According to the Islamic Penal Code, those who engage in armed rebellion and use their weapons against the Islamic Republic of Iran are sentenced to execution.

== History ==
Muhammad, the Prophet of Islam, first used the term to describe the killers of Ammar ibn Yasir, predicting that "a rebellious group" would kill him. Eventually, Ammar was killed by the army of Mu'awiya ibn Abi Sufyan during the Battle of Siffin. In the Quran, the root of this term appears in verse 9 of Surah Al-Hujurat: "And if two groups of the believers fight, make peace between them. But if one of them oppresses the other, then fight against the one that oppresses until it returns to the ordinance of Allah. If it returns, then reconcile between them with justice and act justly. Indeed, Allah loves those who act justly." Muhammad Husayn Tabatabai interprets this verse to mean: "If one group of Muslims transgresses against the other without right, they must be fought until they submit to Allah's command and comply with His ordinances."

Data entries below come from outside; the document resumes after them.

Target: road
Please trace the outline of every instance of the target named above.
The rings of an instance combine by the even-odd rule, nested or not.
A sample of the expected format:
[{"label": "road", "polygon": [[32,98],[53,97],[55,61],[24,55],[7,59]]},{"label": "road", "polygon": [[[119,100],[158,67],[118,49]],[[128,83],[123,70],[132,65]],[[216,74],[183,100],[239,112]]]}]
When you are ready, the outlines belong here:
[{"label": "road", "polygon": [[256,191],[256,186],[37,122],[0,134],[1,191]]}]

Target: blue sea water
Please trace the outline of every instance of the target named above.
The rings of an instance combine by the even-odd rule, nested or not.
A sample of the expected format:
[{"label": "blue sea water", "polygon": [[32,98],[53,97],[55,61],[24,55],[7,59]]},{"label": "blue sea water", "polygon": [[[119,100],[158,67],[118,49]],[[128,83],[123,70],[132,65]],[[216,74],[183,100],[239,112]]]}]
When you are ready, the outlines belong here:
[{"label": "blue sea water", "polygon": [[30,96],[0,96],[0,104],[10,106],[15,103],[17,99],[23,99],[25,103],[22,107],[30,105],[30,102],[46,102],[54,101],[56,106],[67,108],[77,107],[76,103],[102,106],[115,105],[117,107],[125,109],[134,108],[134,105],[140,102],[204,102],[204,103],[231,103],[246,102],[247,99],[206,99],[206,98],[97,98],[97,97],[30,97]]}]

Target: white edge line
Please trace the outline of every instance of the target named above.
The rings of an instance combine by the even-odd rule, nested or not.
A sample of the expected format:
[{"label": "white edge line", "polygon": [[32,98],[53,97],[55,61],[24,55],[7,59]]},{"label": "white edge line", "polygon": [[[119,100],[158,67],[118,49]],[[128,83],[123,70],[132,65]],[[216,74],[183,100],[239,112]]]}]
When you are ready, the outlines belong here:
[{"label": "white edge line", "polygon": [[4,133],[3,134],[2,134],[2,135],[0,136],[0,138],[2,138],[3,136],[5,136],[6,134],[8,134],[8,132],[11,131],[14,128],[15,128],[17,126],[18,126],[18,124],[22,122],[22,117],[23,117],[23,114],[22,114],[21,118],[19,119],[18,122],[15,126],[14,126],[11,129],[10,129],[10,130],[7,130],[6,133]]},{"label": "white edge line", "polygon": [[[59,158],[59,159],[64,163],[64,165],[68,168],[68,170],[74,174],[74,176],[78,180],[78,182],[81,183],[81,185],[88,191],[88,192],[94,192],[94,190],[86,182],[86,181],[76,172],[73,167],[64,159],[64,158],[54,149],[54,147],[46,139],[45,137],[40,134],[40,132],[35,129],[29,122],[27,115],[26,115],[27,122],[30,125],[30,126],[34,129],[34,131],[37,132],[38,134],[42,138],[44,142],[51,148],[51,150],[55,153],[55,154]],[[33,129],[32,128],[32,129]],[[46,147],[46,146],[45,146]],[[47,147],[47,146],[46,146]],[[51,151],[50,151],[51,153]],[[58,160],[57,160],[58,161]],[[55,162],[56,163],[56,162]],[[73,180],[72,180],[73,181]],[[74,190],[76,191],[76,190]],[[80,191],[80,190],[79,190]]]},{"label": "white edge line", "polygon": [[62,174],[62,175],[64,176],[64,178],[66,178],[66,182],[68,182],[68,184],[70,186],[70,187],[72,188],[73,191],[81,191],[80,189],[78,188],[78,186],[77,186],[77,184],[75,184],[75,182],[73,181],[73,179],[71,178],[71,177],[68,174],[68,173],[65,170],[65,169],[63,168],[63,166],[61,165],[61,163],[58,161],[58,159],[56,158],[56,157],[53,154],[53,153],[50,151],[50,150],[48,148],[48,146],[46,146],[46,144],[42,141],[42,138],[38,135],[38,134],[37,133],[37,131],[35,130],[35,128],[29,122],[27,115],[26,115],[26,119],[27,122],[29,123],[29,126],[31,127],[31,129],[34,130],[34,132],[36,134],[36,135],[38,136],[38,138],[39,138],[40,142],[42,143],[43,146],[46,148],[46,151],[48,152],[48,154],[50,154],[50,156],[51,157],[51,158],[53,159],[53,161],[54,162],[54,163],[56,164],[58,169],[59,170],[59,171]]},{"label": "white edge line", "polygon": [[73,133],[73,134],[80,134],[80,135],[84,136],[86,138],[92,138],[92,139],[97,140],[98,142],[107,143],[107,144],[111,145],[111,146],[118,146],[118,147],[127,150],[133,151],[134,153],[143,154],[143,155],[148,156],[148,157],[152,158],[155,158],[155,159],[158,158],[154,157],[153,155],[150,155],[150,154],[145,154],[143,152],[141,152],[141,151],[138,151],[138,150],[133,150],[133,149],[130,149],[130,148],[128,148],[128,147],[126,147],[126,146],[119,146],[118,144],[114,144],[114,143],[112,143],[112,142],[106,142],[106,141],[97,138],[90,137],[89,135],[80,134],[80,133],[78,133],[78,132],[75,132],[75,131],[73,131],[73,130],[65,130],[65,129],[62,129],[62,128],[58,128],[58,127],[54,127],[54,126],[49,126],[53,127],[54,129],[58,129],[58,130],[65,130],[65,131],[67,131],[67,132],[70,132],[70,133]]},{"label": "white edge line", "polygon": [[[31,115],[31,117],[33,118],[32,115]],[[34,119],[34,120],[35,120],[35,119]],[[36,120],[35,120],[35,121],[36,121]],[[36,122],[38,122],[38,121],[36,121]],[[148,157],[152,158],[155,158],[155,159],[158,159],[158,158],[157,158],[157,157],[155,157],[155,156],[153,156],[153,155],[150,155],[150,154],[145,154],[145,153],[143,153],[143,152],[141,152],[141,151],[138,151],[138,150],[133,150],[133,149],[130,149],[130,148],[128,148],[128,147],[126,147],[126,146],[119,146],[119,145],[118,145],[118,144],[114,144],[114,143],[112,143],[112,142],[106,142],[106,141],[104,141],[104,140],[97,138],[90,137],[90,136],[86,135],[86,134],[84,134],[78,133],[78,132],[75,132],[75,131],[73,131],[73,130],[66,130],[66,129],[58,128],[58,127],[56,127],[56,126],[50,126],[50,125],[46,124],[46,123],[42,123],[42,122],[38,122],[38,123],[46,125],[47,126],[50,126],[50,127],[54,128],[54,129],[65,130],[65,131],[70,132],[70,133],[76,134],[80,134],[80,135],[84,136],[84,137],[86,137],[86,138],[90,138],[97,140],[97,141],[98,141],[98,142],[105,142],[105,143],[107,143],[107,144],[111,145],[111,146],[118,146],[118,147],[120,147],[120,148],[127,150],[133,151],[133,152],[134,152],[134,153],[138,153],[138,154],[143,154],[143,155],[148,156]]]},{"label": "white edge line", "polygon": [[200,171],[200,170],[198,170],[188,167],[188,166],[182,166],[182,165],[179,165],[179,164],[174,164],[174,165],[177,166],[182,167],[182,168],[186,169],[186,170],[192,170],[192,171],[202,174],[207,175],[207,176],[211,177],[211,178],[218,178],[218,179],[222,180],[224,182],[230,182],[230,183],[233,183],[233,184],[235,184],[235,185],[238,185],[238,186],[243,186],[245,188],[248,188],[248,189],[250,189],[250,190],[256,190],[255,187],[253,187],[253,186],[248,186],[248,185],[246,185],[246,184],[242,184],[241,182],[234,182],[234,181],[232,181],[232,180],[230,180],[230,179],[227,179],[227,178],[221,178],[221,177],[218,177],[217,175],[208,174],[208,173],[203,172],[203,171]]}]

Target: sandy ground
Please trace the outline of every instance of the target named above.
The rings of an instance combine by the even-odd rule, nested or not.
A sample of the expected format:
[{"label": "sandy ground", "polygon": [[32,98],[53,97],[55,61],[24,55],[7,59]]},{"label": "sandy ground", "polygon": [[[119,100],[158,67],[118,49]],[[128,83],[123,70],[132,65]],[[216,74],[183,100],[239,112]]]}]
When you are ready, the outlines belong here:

The First Fitna was the earliest instance of conflict between Muslim factions. Ali's governance during this period laid the groundwork for developing rulings related to dealing with rebels within the Muslim community, forming the basis of "Ahkam al-Bughat" in response to questions raised by Abbasid rulers, especially Harun al-Rashid. During the Battle of the Camel, Ali ordered that the wounded and captives not be killed, those who abandoned their weapons not be pursued, and that no harm come to women or children. Only the enemy's arms and military equipment were to be confiscated as booty, and the property of the deceased was to be returned to their rightful heirs.
== Etymology and terminology ==
In Al-Mufradat fi Gharib al-Quran, the term "baghi" is defined as transgression or exceeding the limits of moderation, as well as arrogance. According to Al-Raghib al-Isfahani, baghi is of two types: a praiseworthy one, which involves exceeding justice to perform acts of kindness or moving from obligatory duties to recommended acts, and a reprehensible one, which involves transitioning from truth to falsehood or doubt. Muhammad Husayn Tabatabai states in Tafsir al-Mizan that "the term 'baghi' … refers to oppression and unjust transgression without right."

== In jurisprudence ==
In Islamic jurisprudence, various definitions have been provided for baghi, all of which converge on the concept of "armed rebellion against an Imam or Islamic ruler." Some Twelver Shia jurists restrict baghi to rebellion against an infallible Imam, but the majority include opposition to the Imam's deputy. Ja'far Kashif al-Ghita states: "Anyone who rebels against the infallible Imam or his deputy, disobeys his command, fails to comply with his prohibitions, or opposes him by withholding zakat, khums, or other religious dues is considered a baghi."
===Difference with the Kharijites===
According to Abdul Karim bin Abdullah Al-Khudair, the Khawarij are a sect that emerged during the time of Ali ibn Abi Talib, who declare those who commit major sins as unbelievers and those in authority as unbelievers, based on this opinion, the disagreement over declaring them unbelievers is well known among scholars; and as for baghi, they are not considered unbelievers, but rather they rebel against the leaders based on an interpretation that they consider permissible; thus, they are not considered unbelievers by consensus, but they must be fought and restrained until they return, when they return, when they return, then it is obligatory to refrain from fighting them.

== In Iranian law ==
In the Islamic Penal Code of Iran (2013), armed rebellion against the government and the foundations of the Islamic Republic of Iran is categorized as a hudud offense under the title of "baghi." Articles 287 and 288 of the Code prescribe execution or, under specific conditions, ta'zir imprisonment.